Result: ChatGPT provided a complete, well-structured plugin skeleton for the admin page and settings registration in about 7 minutes. The sanitization callback was correctly implemented, preventing the data loss issue I'd faced before. The IDE's AI assistant then generated the capability update function in under 2 minutes. I spent another 20 minutes integrating this into my existing plugin codebase, adding UI elements, and handling edge cases. This reduced the initial setup and core logic implementation from 2.5 hours to roughly 30 minutes, an 80% reduction. The unexpected insight here was that using a conversational AI like ChatGPT for initial structural generation and then a coding assistant for specific function generation is a powerful combination.

Common Mistakes in AI-Powered Development (And How to Fix Them)

Even with powerful tools, it's easy to fall into traps. I've made all these mistakes myself. Learning to identify and fix them quickly is part of becoming a smarter developer.

1. Blindly Copying AI Output

Mistake: You paste code generated by the AI without reviewing it thoroughly. This is like a junior developer committing code without a pull request review.

Fix: Treat every AI-generated snippet as a draft. Always read, understand, and test the code. For example, if it generates a Laravel route, check the HTTP verb and controller method. I always do this, even for simple functions in Flow Recorder.

2. Providing Insufficient Context

Mistake: You ask the AI to generate code without giving it enough information about your project's existing structure, conventions, or requirements.

Fix: Open relevant files in your IDE. Copy-paste specific class definitions, function signatures, or data structures into your prompt. For example, if you need a new method in an existing service, copy the service's __construct and a few existing methods into your prompt. This is especially true when working on complex features for systems like Trust Revamp.

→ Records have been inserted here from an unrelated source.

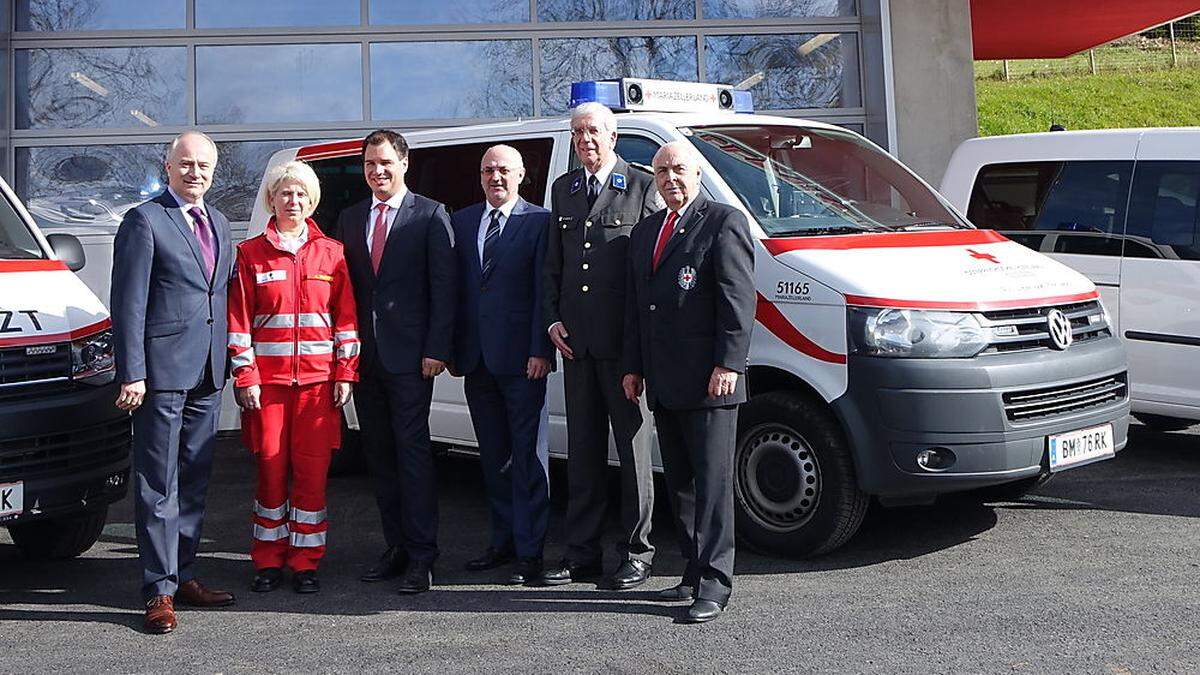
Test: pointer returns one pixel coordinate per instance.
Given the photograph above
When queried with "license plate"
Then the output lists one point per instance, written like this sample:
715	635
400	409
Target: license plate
12	500
1080	447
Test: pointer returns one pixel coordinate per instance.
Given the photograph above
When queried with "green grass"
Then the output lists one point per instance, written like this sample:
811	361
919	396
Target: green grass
1108	100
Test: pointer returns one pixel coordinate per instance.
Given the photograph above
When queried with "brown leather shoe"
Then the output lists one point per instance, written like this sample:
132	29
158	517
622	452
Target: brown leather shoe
160	615
193	593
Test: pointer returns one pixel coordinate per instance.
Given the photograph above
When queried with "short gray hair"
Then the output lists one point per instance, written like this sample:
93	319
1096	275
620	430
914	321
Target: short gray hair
299	172
607	119
178	139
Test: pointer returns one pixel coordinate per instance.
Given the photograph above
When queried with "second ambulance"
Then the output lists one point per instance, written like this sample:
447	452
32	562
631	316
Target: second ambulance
899	352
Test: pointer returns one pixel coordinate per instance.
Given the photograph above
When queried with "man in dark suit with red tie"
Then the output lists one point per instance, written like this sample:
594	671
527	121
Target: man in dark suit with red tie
688	321
400	252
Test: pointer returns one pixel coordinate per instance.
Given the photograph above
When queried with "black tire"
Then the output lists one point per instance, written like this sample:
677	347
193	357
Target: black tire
796	488
1011	491
59	538
1163	423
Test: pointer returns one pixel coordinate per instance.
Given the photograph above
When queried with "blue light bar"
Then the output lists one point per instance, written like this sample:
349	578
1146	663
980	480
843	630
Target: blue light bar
604	91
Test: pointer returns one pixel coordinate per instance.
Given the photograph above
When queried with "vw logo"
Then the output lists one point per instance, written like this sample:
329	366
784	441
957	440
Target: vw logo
1060	329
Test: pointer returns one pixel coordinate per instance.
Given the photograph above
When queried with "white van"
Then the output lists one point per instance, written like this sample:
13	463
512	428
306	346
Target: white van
64	444
899	352
1121	207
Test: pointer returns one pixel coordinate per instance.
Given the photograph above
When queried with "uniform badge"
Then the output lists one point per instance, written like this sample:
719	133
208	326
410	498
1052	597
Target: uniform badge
687	278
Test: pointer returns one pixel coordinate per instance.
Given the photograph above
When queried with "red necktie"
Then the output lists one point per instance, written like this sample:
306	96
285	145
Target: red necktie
378	237
664	236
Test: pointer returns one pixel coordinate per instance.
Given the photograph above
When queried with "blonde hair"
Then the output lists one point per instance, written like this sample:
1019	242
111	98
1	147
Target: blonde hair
299	172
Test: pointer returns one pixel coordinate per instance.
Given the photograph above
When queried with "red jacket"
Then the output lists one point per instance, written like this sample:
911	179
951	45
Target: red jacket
292	316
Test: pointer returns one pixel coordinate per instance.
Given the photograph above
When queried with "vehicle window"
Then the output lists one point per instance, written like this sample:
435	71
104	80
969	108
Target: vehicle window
1089	201
1163	210
798	180
16	240
447	173
1009	196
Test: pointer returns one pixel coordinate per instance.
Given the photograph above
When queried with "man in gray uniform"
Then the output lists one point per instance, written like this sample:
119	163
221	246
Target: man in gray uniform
593	210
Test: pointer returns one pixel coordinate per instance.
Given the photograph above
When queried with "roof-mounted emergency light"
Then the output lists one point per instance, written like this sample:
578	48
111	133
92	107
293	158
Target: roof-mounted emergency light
661	95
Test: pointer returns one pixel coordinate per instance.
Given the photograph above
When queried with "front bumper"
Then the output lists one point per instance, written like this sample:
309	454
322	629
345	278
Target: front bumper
70	451
894	408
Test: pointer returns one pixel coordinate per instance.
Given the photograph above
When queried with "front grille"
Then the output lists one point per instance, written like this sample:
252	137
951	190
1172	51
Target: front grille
65	452
1065	399
24	371
1026	328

3. Over-reliance on a Single AI Tool

Mistake: You try to make one AI tool (e.g., GitHub Copilot) do everything, even tasks it's not best suited for.

Fix: Use the right tool for the job. GitHub Copilot is excellent for in-line code completion and small function generation. ChatGPT or Gemini are better for brainstorming architecture, generating complex algorithms, or explaining concepts. I often start with ChatGPT for high-level structure, then move to Copilot for implementation details.

4. Forgetting About Security and Performance

Mistake: The AI generates functional code, but it might overlook security vulnerabilities (e.g., SQL injection, XSS) or performance bottlenecks. This sounds like good advice – "just get it working first" – but it's a trap. Building on insecure or slow foundations costs more to fix later.

Fix: Always apply security best practices. Sanitize inputs, validate outputs, and use parameterized queries. Profile generated code for performance. For example, when an AI generates a database query, I specifically check for N+1 issues or unindexed columns, especially in high-traffic applications like Store Warden.

5. Vague or Ambiguous Prompts

Mistake: You use unclear language, leaving too much room for interpretation by the AI.

Fix: Be specific. Use technical terms. Specify data types, expected outputs, and constraints. Instead of "make a user," say "create a Laravel migration for a users table with email (unique), password, name, and is_admin (boolean, default false) columns."

6. Not Iterating on Prompts

Mistake: If the first AI output isn't perfect, you try to fix it manually rather than refining your prompt and asking again.

Fix: Use the "undo and re-prompt" strategy. If the AI misunderstood your intent, clarify your instructions and regenerate. It's often faster than debugging poorly generated code. This saves me hours when I'm developing new features for my portfolio of SaaS products at besofty.com.

AI Tools and Resources for Developers

The AI landscape is moving fast. Here are the tools I actually use and recommend, along with some critical thoughts.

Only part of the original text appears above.